It may also be practical to retrofit the sockets and the required supporting structure to at least some vehicles of current design. But since a dual-mode system will take a couple decades to design and build, existing vehicles will be worn out by then, therefore retrofit doesn't appear to be a very useful option.

To put small and average-sized vehicles on the guideways one standard pallet would be used at each end, but on heavier longer vehicles, such as buses and freight containers, two, three, or more standard pallets would attach to each end of the vehicle. These multi-pallet modules on long vehicles could be designed to swivel with respect to the car, so as to remain tangent to the guideway in turns, like the four-wheel "trucks" swivel on railroad cars.

The arms on the standard pallets that connect them to the vehicles would retract by swinging back when the pallets are not in use, so that empty pallets that needed to be routed elsewhere would be entirely within the overhead guideway channel for minimum drag and better appearance. For routing en masse to a pallet-deficient area the standard pallets could be bunched together into a train of pallets, and sent by one set of commands. The retracted arms could serve as automatic couplers between pallets if coupling them and using the LSM of only one of them would reduce the energy required for pallet routing.

Using small standard pallets, two or more per car, will greatly reduce the magnitude of the pallet distribution and pallet storage problems. Routing short empty pallets will use less energy and less guideway capacity than routing empty vehicle-length pallets would. So, Dick, we now propose pallets that stay with the guideways, as yours would on InTranSys, but our pallets are considerably different from yours. If any part of these pallet ideas should appeal to you, help yourself. We would be honored.

You gave us some history on the evolution of your pallet system, and noted that your first design included connectors located on the roof of each vehicle. You expressed concern over the roof structure required to support the load. We feel that will be no problem.

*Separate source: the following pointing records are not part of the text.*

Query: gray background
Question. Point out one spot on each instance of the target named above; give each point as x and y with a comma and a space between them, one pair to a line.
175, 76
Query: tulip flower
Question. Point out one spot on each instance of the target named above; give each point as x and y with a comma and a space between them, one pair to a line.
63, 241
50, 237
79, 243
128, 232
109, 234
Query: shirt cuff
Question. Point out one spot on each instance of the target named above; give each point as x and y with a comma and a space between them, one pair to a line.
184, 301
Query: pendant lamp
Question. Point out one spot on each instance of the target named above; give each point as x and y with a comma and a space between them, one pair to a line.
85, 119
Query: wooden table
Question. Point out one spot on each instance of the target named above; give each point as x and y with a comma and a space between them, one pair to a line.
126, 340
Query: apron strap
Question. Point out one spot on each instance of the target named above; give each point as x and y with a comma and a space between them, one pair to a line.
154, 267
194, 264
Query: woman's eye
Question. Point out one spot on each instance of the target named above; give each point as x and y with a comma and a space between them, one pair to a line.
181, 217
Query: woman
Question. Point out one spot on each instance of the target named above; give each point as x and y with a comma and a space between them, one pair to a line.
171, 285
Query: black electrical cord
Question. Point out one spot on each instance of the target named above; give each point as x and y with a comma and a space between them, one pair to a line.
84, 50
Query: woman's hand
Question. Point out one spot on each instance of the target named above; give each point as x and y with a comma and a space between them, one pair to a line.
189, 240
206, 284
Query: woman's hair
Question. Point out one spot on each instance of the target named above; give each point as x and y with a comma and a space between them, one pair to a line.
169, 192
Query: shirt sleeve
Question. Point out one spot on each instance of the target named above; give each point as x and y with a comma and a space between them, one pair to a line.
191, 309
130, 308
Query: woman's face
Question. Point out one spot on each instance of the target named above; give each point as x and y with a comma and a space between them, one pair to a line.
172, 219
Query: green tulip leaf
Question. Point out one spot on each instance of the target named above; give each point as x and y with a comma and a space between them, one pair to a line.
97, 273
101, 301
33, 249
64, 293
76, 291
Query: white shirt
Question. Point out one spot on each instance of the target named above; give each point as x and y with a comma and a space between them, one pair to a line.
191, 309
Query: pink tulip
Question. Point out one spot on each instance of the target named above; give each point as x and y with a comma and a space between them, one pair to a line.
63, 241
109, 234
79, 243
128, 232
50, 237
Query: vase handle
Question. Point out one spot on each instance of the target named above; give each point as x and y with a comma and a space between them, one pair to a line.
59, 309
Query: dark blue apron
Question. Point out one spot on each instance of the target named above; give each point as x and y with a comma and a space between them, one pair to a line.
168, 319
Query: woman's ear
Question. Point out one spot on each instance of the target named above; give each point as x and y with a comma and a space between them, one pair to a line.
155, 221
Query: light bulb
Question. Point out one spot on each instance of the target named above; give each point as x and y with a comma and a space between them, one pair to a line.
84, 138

The roof-support structures on existing automobiles were made rugged enough to resist crushing on rollover accidents. Such accidents induce compression, bending, and impact loads in the roof posts. Since they were designed for such big loads, existing roof posts would be more than adequate to support the cars in the tension mode during suspension from the guideways. One forward and one aft roof beam will have to be adequately strong in bending to take half the weight of the car at the center of each beam. But we are talking only several added pounds and a few dollars; many pounds and many dollars less than the platform type of pallet system now proposed for InTranSys.

Tension loads are met easily, and the inertia loads produced by the smooth guideways will be very small compared to the various inertia loads produced by human drivers on rough roads and potholes. The previous HiLoMag configuration with integral heavy pallets carried on the roof would probably have required stronger roofs just to support the pallets in street mode than would be required to support the entire car in tension on the guideways.

Dick, you correctly observed that certain types of roof suspension would exclude useful and popular rooftop racks. But with just two thin supporting arms attached near the ends of the roof, many roof racks and loads will still be possible. The height of roof loads will be limited by the length of the supporting arms between the roof and the overhead pallets, just as the height of roof loads on InTranSys would be limited by the length of the columns. At a hundred and fifty or two hundred-mph most loads would be excluded from the vehicle roofs anyway, but those that could withstand the drag and "whipping" forces would have to allow room for the pallet-supporting arm attachment at each end.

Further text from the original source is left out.